James Mammina was driving to work in his Ford Club Wagon van on the morning of June 24, 1981, heading from his condominium in Downers Grove to his father's plant in Summit.
He stopped for a light just before he pulled onto the on-ramp on I-290 in Hinsdale.
A Mercedes pulled up next to him and pulled in front of him onto the ramp.
What he saw next would never leave him.
All of a sudden, there was a white flash, a loud explosion and a blast of heat through Mammina's windshield.
A car bomb planted by mobsters had turned the Mercedes inside out and killed the driver inside, Michael Cagnoni.
Cagnoni had been paying thousands of dollars a week in street tax for his highly successful trucking business but had run afoul of mobsters.
"The smoke cleared, and I was able to see his vehicle, or what was left of his vehicle," Mammina told jurors in the Family Secrets trial.

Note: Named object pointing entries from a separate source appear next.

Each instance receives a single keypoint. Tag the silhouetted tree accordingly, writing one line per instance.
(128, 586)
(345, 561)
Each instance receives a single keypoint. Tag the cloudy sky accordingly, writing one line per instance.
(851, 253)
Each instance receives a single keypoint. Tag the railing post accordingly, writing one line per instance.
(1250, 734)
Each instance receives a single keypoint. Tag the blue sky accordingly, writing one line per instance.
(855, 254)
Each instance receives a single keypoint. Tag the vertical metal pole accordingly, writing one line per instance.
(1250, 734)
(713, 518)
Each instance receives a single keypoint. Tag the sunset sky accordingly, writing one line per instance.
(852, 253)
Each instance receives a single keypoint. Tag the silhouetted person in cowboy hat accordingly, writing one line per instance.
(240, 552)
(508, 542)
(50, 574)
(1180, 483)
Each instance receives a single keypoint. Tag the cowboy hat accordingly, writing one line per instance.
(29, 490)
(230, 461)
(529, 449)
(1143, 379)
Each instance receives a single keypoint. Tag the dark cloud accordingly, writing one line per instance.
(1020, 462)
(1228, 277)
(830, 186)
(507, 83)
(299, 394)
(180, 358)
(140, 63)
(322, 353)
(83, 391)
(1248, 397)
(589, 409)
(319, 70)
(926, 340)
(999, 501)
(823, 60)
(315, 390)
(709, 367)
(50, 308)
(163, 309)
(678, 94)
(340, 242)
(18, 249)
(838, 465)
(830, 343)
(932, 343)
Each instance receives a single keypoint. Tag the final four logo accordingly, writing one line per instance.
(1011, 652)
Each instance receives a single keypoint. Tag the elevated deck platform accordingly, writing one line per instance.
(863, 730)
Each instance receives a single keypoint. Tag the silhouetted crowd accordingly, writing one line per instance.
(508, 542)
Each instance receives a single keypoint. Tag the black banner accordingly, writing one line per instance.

The roadway was showered with debris, from the car and from the victim.
Mammina was in shock but wasn't hurt.
Mammina, a regular fellow in the cabinet business, now living out of state, had another connection to the crime.
He is a cousin of the late mobster James DiForti, who prosecutors say played a role in Cagnoni's death.


Michael Cagnoni is a 2nd cousin to me.
I was young when the incident happened and didn't really learn about what happened to him until I was in my late teens.
My father and Michael were close growing up, but my father and him went their own ways well before I came along.
It was just another senseless killing for which no one person has been directly fingered, just a group of people who they say had somehting to do with it. Justice will never be done to the lone individual who committed the crime.